Crash casts cloud over air show, HAL

The aircraft had been upgraded by HAL

February 01, 2019 09:14 pm | Updated 09:14 pm IST

Citizens from the neighbourhood taking photographs at the crash site, on Friday.

Citizens from the neighbourhood taking photographs at the crash site, on Friday.

The crash of the Mirage 2000 in Bengaluru on Friday morning could not have happened at a worse time for the IAF and Hindustan Aeronautics Ltd. (HAL).

The incident has cast a cloud over Aero India 2019, which is due to start on February 20 at Air Force Station Yelahanka. Air safety will be on everyone's mind when the flying machines hit the skies during the five-day event, which itself has had a couple of blips in the past editions.

Chief of Air Staff Air Chief Marshal B.S. Dhanoa was in the city to chair the annual Training Command Commanders’ Conference. The two-day meet was being held at Headquarters Training Command, Hebbal.

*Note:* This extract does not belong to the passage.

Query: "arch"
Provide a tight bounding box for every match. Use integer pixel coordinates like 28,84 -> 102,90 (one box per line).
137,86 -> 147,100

The French origin Mirage 2000 was India's answer to Pakistan US-made F-16 fighter jets. It has been with the IAF since mid-1985 as its key fire power. Compared to the IAF's MiG-21s and Jaguar fighters, it has had a relatively good safety record, except for two scares. It won plaudits for its winning performance during the Kargil conflict of 1999.

For HAL, the crash of a fighter that it had newly upgraded means a loss of face again: the defence public enterprise is still smarting from the rebukes and aspersions that different quarters, customer IAF and the parent Ministry of Defence included, have heaped in the wake of the controversy over acquistion of another French fighter jet - the Rafale. The Rafale will be IAF’s newest acquisition starting September this year.

Both aircraft — the Mirage 2000 and the Rafale — are the products of France’s Dassault Aviation, which is currently fire-fighting a controversy over mode of sale of 36 Rafales to the IAF.

The fleet of some 50 Mirage aircraft is currently getting upgraded in the Hindustan Aeronautics Ltd. The $2.2-billion upgrade involves retro-fitting the fighters with modern avionics, computers, radars, electronic warfare suites, weapons, pilot-friendly electronic display systems, among others.

An HAL official said a few upgraded aircraft have been delivered to the IAF over the last few years, but did not specify the number. The programme is expected to be completed in a couple of years.

Back in 2012, the MoD had grounded the entire Mirage 2000 fleet for a few months after two crashed almost back to back. The pilots ejected to safety in both incidents. One fighter crashed in Bhind in Madhya Pradesh on February 24 and the other in Sawai Madhopur in Rajasthan on March 5. Then Defence Minister A.K. Antony had attributed the accidents to technical defects.